Describe the bug Before conducting the prediction the image should be Resized to the original training size and then Normalized the data comes from the same distribution as training data

To Reproduce In app.py go to the line 223

eval_ds = Dataset.from_images([image])
batch, samples = faster_rcnn.build_infer_batch(eval_ds)
preds = faster_rcnn.predict(
        model=model, batch=batch, detection_threshold=confidence_threshold)

How to fix

Add the transformation while creating the dataset

transformations = tfms.A.Adapter([tfms.A.Resize(384, 384), tfms.A.Normalize()])
eval_ds = Dataset.from_images([image], transformations)
batch, samples = faster_rcnn.build_infer_batch(eval_ds)
preds = faster_rcnn.predict(
model=model, batch=batch, detection_threshold=confidence_threshold)
oke-aditya commented 4 years ago

Yes, we can add these Test Time Transforms too. Thought it should work fine without these. Since Faster RCNN uses Generalized RCNN transforms that works for image of any size.

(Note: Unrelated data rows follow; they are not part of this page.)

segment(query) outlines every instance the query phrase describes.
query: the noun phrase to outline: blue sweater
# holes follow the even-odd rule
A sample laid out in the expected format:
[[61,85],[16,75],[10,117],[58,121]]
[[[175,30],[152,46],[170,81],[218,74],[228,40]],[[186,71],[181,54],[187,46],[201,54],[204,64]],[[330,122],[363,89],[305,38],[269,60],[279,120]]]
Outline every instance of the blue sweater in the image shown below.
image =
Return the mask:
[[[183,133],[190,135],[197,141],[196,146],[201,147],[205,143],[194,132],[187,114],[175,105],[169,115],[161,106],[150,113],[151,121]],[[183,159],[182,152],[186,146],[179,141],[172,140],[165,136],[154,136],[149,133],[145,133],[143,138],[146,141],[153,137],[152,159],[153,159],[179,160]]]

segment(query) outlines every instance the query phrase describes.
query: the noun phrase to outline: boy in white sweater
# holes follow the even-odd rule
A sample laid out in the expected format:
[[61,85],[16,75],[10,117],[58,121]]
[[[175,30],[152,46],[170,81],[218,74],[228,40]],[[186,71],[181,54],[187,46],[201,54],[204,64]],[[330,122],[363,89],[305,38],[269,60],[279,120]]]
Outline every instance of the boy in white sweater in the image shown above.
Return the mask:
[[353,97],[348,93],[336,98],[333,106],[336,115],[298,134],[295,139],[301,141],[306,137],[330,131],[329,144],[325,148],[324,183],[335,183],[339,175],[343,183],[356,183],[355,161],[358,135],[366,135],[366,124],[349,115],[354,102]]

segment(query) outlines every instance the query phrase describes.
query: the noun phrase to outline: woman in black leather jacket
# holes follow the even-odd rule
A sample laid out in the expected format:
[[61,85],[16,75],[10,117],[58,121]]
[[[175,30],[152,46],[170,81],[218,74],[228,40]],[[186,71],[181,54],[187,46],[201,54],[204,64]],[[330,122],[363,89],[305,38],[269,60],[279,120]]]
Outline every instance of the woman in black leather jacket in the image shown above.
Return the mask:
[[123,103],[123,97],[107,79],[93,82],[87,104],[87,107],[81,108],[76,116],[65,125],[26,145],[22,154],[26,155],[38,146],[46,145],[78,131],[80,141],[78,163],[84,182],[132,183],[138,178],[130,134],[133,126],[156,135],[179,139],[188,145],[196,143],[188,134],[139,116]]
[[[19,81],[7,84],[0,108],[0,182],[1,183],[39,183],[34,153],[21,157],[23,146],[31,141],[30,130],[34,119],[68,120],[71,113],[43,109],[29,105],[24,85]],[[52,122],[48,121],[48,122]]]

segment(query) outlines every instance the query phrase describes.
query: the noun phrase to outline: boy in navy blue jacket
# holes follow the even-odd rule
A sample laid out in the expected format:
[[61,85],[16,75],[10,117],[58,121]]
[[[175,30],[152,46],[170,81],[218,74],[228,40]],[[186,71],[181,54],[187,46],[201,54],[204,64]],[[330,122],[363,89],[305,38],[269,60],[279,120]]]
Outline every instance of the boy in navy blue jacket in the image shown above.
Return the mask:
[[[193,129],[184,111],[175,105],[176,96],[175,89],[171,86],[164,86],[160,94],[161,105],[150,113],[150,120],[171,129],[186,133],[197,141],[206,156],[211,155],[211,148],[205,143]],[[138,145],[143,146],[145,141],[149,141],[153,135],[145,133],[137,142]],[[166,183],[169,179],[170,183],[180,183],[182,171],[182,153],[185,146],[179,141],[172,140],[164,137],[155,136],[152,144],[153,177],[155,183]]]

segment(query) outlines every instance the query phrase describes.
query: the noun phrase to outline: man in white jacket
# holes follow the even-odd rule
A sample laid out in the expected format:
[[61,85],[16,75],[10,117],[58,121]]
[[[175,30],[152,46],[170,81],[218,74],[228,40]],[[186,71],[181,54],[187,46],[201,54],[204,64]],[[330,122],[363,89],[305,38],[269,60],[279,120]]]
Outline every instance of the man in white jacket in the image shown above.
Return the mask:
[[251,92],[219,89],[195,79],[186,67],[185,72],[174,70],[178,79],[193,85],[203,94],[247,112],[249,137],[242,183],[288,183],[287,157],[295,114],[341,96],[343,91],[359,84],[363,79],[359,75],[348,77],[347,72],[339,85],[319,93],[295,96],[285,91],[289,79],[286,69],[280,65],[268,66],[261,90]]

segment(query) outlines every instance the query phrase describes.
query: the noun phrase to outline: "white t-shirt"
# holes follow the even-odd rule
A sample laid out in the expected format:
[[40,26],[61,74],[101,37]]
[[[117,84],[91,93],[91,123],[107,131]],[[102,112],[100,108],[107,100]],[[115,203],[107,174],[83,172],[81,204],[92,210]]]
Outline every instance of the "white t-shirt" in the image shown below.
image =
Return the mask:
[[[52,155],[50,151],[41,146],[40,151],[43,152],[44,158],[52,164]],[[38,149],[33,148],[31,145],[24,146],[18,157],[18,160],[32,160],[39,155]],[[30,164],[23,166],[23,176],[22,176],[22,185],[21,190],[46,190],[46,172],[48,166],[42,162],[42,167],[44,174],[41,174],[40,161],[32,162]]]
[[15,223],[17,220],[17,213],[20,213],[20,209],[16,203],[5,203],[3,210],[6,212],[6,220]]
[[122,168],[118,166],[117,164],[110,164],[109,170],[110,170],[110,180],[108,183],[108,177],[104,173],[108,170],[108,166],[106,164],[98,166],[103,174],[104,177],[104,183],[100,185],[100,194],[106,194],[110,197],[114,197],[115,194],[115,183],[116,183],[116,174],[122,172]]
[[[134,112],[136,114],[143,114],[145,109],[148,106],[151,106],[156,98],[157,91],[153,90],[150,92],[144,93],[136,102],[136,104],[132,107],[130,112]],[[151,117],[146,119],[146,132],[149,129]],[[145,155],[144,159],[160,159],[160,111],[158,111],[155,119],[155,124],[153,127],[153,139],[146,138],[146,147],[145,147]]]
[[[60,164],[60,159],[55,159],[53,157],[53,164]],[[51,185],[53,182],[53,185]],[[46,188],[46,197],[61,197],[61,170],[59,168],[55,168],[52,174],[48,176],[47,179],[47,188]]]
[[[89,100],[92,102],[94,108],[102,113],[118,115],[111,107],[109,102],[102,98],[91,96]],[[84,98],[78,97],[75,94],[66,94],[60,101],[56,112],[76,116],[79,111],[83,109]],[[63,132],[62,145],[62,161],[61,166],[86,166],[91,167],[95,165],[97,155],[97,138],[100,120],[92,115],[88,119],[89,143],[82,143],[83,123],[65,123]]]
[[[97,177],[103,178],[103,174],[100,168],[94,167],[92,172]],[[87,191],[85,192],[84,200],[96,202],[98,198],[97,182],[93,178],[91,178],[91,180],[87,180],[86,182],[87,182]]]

Can you open a PR as well @tugot17 ? If not possible, don't worry I will fix it up.

tugot17 commented 4 years ago

I think the "domain" for not Normalized images is different and it may cause the predictor to not work properly. I opened the PR #4

oke-aditya commented 4 years ago

Can cause error, though it hasn't caused yet. But defensive programming is better.